Çin’in Sincan-Uygur Özerk bölgesindeki Uygur Müslümanları, kültürel asimilasyon ve baskılar altında ekonomik fırsatlardan mahrum bırakılıyor. Tarım, zanaat ve ticaretteki yetkinliklerine rağmen, devlet politikaları bu potansiyeli sınırlıyor. Modern ekonomik kalkınma projelerine dahil edilemeyen Uygurlar, sistematik ayrımcılığın kurbanı oluyor.
20 milyondan fazla Müslüman nüfusa sahip Rusya’da Müslüman nüfusun çoğu Kuzey Kafkasya, Tataristan ve Başkurdistan gibi bölgelerde yoğunlaşmış durumda. Tarihsel olarak Çarlık Rusya’sı ve Sovyetler Birliği dönemlerinde çeşitli baskılarla karşılaşan bu topluluklar, bugün de sosyal ve ekonomik eşitsizliklerle mücadele etmektedir.
Özellikle Çeçenistan gibi bölgelerde yaşanan çatışmalar ve radikal grupların varlığı, bu toplulukların sosyal entegrasyonunu ve kalkınmasını engelliyor. Buna rağmen, Tataristan gibi bölgelerde eğitim ve ekonomi alanında öne çıkan Müslümanlar, potansiyel bir başarı hikâyesi sunuyorlar.

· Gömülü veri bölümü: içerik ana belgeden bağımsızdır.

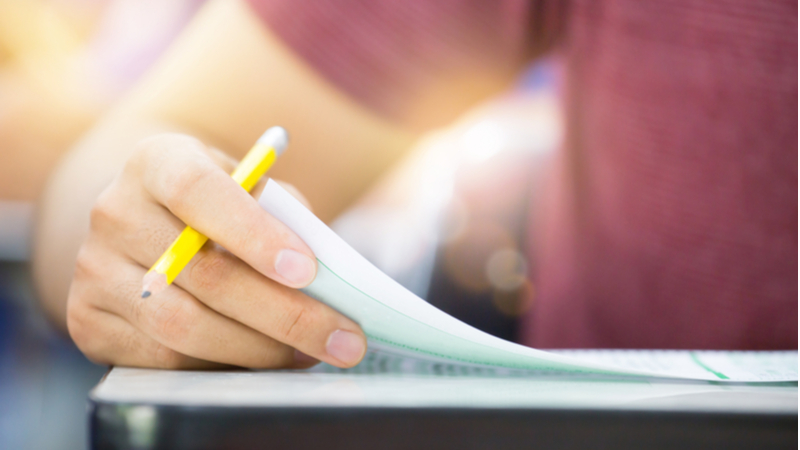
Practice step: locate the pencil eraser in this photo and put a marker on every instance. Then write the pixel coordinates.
(277, 138)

Batı Balkanlar’dan, Orta Doğu’ya kadar geniş bir coğrafyadan gelen göçmenlerle birlikte, 28 Avrupa Birliği (AB) ülkesinde yaşayan Müslüman nüfus hızla artıyor. Halen 30 milyon civarında; bu rakam, Avrupa’nın genel nüfusunun yaklaşık yüzde 5-6’sina tekabül ediyor.
ABD’de ise, çoğunluğu Orta Doğu, Kuzey Afrika, Güney Asya (özellikle Pakistan, Hindistan, Bangladeş) ve Afrika kökenli 3,5 milyon Müslüman var, yani yüzde 1 bile değil.
Fransa’daki Seine-Saint-Denis bölgesinden ABD’nin Hamtramck kentine kadar pek çok yerde Müslümanlar, sistematik ayrımcılık ve sosyal entegrasyon sorunları nedeniyle yoksulluk içinde yaşamaya mahkûm ediliyor. Benzer şekilde, İngiltere’de Bradford ve Birmingham gibi şehirlerde İslamofobi, yoksulluk ve sosyal dışlanma sorunlarıyla boğuşuyor.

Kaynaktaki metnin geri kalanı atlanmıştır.